Segway sales shoot up

Auntie Ruth is green to the eco scene. Read each week as she weeds through the dirt and unearths new gems of environmental knowledge.

These days, Hollywood is green, and it’s not just because all the stars drive hybrid cars. The 2008 Los Angeles Film Festival, which started last week and runs through the end of June, partnered with green company NBC Universal for opening and closing night festivities. Attendees are encouraged to recycle all paper, plastic, wood and glass, and organizers used eco-friendly inks and recycled paper for printed materials. Nevermind that Aunt Ruth has been using recycled paper for years, and Hollywood acts like it was born yesterday. Catering features organically grown produce purchased from farms within a 150-mile radius. Energy comes from biodiesel-fueled generators. Carbon emissions from the festival will be offset by TerraPass, which funds clean-energy and carbon-reduction projects, including wind power and landfill gas capture. Aunt Ruth couldn’t have planned a greener film festival herself!

It sounds good in theory: legislation that promotes sustainable communities. Senate Bill 375, introduced by Sen. Darrell Steinberg—a friend of the environmental movement—requires regional-transportation planning agencies to limit greenhouse-gas emissions by developing transportation models that create “preferred growth scenarios,” which implement such sustainable measures as infill, mixed-used and transit-oriented development. But Ruth spoke to an environmental justice bigwig from Los Angeles who expressed concern about California Environmental Quality Act streamlining written into the bill. CEQA requires development projects to submit documentation about the cumulative environmental impact of a project on the local community, and it’s one of the most important tools environmental-justice advocates have at their disposal.

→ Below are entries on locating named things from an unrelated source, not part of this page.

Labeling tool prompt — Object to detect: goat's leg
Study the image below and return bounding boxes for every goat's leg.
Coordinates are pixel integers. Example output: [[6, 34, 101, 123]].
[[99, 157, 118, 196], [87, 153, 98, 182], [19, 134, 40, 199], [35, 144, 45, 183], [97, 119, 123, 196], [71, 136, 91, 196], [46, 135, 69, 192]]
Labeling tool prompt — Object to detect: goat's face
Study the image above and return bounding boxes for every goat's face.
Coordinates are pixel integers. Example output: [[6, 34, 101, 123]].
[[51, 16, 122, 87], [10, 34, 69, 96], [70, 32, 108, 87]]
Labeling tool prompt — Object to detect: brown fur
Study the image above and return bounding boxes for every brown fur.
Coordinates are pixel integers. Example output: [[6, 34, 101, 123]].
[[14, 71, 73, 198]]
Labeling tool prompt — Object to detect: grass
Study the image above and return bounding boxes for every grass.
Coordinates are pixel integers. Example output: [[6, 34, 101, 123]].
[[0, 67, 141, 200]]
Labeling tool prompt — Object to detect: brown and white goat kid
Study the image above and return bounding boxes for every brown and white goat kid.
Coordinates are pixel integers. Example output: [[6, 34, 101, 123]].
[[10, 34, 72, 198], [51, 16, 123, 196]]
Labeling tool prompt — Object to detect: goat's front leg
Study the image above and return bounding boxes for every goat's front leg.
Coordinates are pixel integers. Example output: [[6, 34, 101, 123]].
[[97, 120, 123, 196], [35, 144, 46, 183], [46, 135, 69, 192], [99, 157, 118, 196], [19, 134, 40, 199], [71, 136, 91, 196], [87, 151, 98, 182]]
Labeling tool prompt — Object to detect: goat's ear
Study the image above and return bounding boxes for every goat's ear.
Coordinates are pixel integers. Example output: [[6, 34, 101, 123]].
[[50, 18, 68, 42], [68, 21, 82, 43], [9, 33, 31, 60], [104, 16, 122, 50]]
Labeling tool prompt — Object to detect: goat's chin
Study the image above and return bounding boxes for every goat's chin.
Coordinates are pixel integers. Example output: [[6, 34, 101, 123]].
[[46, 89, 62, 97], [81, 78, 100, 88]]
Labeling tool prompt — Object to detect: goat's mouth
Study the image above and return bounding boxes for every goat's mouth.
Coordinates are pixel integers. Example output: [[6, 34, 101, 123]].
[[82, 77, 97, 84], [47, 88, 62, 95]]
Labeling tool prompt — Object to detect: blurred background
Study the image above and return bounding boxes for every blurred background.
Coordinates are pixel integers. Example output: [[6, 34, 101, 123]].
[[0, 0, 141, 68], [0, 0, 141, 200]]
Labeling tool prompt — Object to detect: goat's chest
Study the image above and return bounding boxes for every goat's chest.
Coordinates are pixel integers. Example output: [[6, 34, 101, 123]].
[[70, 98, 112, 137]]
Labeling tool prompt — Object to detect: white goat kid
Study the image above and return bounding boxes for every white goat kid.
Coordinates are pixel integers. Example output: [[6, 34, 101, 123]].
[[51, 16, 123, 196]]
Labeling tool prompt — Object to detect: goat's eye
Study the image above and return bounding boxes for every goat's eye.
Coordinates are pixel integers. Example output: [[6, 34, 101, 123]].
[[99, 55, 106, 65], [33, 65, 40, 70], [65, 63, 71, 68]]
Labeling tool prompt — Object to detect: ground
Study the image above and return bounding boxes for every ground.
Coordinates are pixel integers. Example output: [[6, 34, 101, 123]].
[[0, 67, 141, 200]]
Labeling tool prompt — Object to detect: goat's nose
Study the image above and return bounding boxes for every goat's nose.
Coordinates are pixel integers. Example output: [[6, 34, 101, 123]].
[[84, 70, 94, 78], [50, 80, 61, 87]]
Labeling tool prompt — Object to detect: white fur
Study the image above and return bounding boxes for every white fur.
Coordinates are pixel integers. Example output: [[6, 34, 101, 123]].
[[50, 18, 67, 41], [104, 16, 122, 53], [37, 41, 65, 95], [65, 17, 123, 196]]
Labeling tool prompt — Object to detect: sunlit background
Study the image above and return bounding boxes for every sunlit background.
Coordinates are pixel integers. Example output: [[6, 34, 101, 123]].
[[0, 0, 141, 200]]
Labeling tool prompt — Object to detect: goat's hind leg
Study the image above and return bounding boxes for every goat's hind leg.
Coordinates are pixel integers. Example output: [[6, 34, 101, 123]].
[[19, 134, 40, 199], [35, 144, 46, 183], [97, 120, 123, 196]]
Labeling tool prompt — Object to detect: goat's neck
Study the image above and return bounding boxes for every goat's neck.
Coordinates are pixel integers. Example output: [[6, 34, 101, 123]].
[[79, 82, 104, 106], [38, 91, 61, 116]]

S.B. 375, as it currently stands, would exempt certain projects from CEQA review.

As gas prices go up, up, up, Auntie Ruth isn’t surprised to see more pedestrians and bikers around town. What she didn’t expect to see, at least in her lifetime, was every other person riding around on Segways! The sales of Segways have risen to an all-time high. The awkward, two-wheeled, electric scooters top out at 12.5 mph and get up to 25 miles per charge. Of course, at the cost of $5,000 each, Aunt Ruth is pretty sure that not everyone will run out and buy one. While she supports almost anything that doesn’t run on gasoline, it might be cheaper, and a little safer, to invest in a nice bicycle.